Elizabeth knelt at the edge of the rose bed. Damp black earth ground itself into the plush fabric beneath her knees.
The bare, grayish brown rosebushes cast shadows on the darkened earth. Moonlight gave them an eerie look, like twisted hands from an ancient reptile, each finger thickened by age and studded with huge thorns.
Behind her, she heard the sound of a door creaking open and clicking closed, then the rhythm of footsteps on the brick path.
"Hey, Anita," she said without turning around.
"It's amazin' to think that those roses'll be bloomin' in just a few months."
"I was just thinking the same thing."
When she was little, Elizabeth had often cried when her mama's favorite flowers wilted and died.
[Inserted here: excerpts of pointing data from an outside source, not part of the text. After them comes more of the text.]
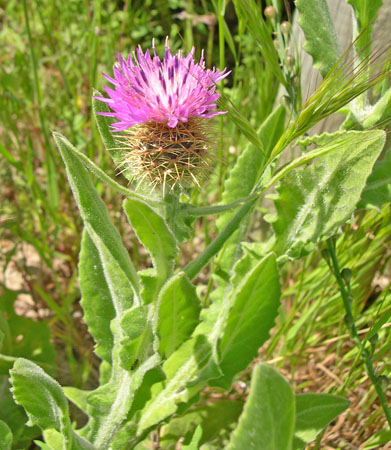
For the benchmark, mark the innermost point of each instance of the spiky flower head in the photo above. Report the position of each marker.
(163, 108)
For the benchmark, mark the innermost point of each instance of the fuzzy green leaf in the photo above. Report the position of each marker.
(377, 441)
(77, 396)
(365, 12)
(255, 305)
(41, 396)
(15, 417)
(96, 298)
(314, 201)
(195, 441)
(214, 417)
(133, 324)
(321, 37)
(268, 418)
(5, 436)
(95, 215)
(153, 232)
(179, 309)
(182, 366)
(243, 178)
(314, 412)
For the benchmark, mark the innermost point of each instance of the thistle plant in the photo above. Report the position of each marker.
(162, 106)
(160, 344)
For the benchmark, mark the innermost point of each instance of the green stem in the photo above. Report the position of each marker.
(195, 266)
(353, 331)
(206, 210)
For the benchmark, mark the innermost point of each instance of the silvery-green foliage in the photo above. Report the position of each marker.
(159, 344)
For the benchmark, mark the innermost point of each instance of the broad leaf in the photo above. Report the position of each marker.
(94, 212)
(255, 305)
(321, 38)
(314, 412)
(96, 298)
(181, 367)
(135, 332)
(153, 233)
(378, 188)
(15, 417)
(5, 436)
(268, 418)
(215, 418)
(365, 12)
(41, 396)
(77, 396)
(314, 201)
(179, 309)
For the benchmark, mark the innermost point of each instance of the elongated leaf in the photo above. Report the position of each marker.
(314, 201)
(179, 309)
(77, 396)
(255, 305)
(121, 289)
(5, 436)
(96, 298)
(94, 212)
(241, 122)
(181, 367)
(109, 405)
(378, 188)
(314, 412)
(365, 12)
(214, 417)
(257, 27)
(154, 234)
(243, 178)
(134, 324)
(15, 417)
(41, 396)
(268, 418)
(321, 38)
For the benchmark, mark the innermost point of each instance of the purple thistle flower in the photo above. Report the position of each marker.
(167, 92)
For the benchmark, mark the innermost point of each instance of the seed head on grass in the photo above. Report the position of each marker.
(162, 108)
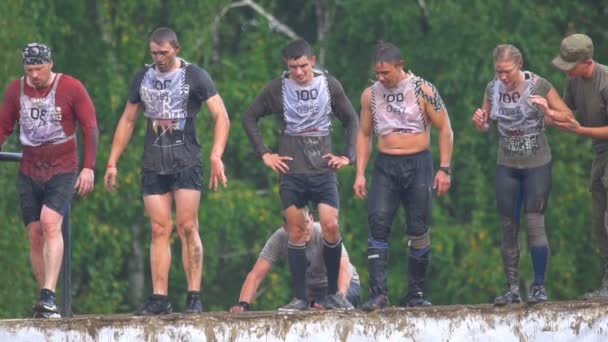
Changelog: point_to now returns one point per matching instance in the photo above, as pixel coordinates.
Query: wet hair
(296, 49)
(386, 53)
(508, 52)
(163, 35)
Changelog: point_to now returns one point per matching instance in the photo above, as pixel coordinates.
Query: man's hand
(276, 162)
(360, 187)
(217, 174)
(480, 119)
(85, 181)
(336, 162)
(109, 179)
(541, 102)
(571, 125)
(442, 182)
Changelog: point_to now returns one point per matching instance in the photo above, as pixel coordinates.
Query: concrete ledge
(555, 321)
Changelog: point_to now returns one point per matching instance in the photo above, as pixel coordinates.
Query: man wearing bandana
(48, 106)
(303, 100)
(170, 93)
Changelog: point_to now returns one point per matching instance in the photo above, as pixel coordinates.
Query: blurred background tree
(448, 42)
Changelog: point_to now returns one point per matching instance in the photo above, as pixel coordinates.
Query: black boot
(510, 253)
(418, 262)
(377, 260)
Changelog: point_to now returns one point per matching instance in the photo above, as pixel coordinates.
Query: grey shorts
(157, 184)
(300, 189)
(55, 193)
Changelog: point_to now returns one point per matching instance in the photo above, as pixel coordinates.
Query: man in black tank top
(303, 100)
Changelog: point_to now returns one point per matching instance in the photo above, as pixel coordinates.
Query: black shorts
(299, 189)
(157, 184)
(56, 194)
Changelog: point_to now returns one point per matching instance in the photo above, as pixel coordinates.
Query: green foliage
(103, 42)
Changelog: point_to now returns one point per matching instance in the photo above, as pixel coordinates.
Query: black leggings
(530, 188)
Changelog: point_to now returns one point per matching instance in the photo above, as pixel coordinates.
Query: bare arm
(481, 116)
(438, 114)
(553, 106)
(252, 283)
(364, 143)
(122, 136)
(220, 137)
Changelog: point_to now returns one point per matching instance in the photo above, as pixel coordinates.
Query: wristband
(244, 305)
(446, 169)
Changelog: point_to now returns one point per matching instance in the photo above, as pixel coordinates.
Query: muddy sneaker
(193, 303)
(296, 304)
(46, 307)
(337, 301)
(376, 302)
(155, 305)
(417, 299)
(511, 297)
(46, 314)
(599, 294)
(537, 294)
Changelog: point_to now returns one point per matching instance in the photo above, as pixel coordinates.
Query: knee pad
(420, 242)
(536, 229)
(379, 227)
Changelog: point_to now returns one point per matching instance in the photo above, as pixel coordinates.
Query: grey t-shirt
(520, 124)
(588, 98)
(305, 149)
(316, 274)
(171, 143)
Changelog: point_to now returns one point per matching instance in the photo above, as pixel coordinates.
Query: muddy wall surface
(557, 321)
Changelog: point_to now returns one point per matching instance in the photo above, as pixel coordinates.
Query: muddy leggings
(527, 188)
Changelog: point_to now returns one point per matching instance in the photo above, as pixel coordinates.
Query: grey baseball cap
(574, 49)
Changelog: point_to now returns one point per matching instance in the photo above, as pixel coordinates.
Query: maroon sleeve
(87, 119)
(9, 112)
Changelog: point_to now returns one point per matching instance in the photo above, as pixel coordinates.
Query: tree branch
(274, 23)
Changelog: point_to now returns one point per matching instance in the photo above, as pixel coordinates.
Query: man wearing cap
(586, 93)
(48, 106)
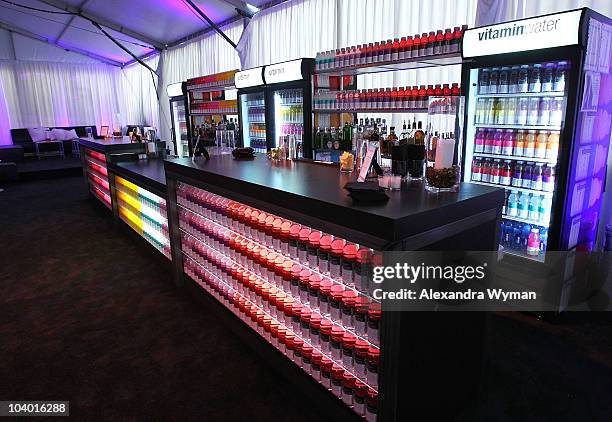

Now, though, as a woman full grown, she understood the importance of rest. It was the very bleakness of winter that made spring possible. She wished such a thing could be true for housewives who'd lost their way, that instead of wasting a life, you could be hibernating, gathering strength for the coming spring.
A breeze kicked up, sent a few dry, brittle leaves skittering across the path. "I tended those roses by hand all these years. I never let a gardener near 'em."
Elizabeth sat back on her heels and looked up at Anita. "Why?"
Anita smiled sadly. Her platinum hair was a mass of curlers; thick night moisturizer glistened on her cheeks and forehead. A heavy blue-plaid-flannel nightdress covered her from throat to foot. She looked ten years older than her actual sixty-two. "I smelled her perfume once."
Elizabeth felt a shiver. She remembered the pretty little bottle that had sat on her mama's vanity table. "Mama's?" she whispered.
"It was one of those days--when you were in a mood, as your daddy used to say--you disagreed with everything I said. So I stopped talkin' at all. I came out here, ready to attack your mama's garden. I wanted to fight somethin' I could see. But when I sat out here, all alone, feelin' sorry for myself, I smelled your mama's perfume. Shalimar. It wasn't like she spoke to me or anything weird like that. I just . . . realized I was fightin' with her baby girl, who was broken up inside. After that, whenever you made me crazy, I came out here to the garden."
Elizabeth heard the pain in Anita's voice, and for once, she understood. "No wonder you were out here so often."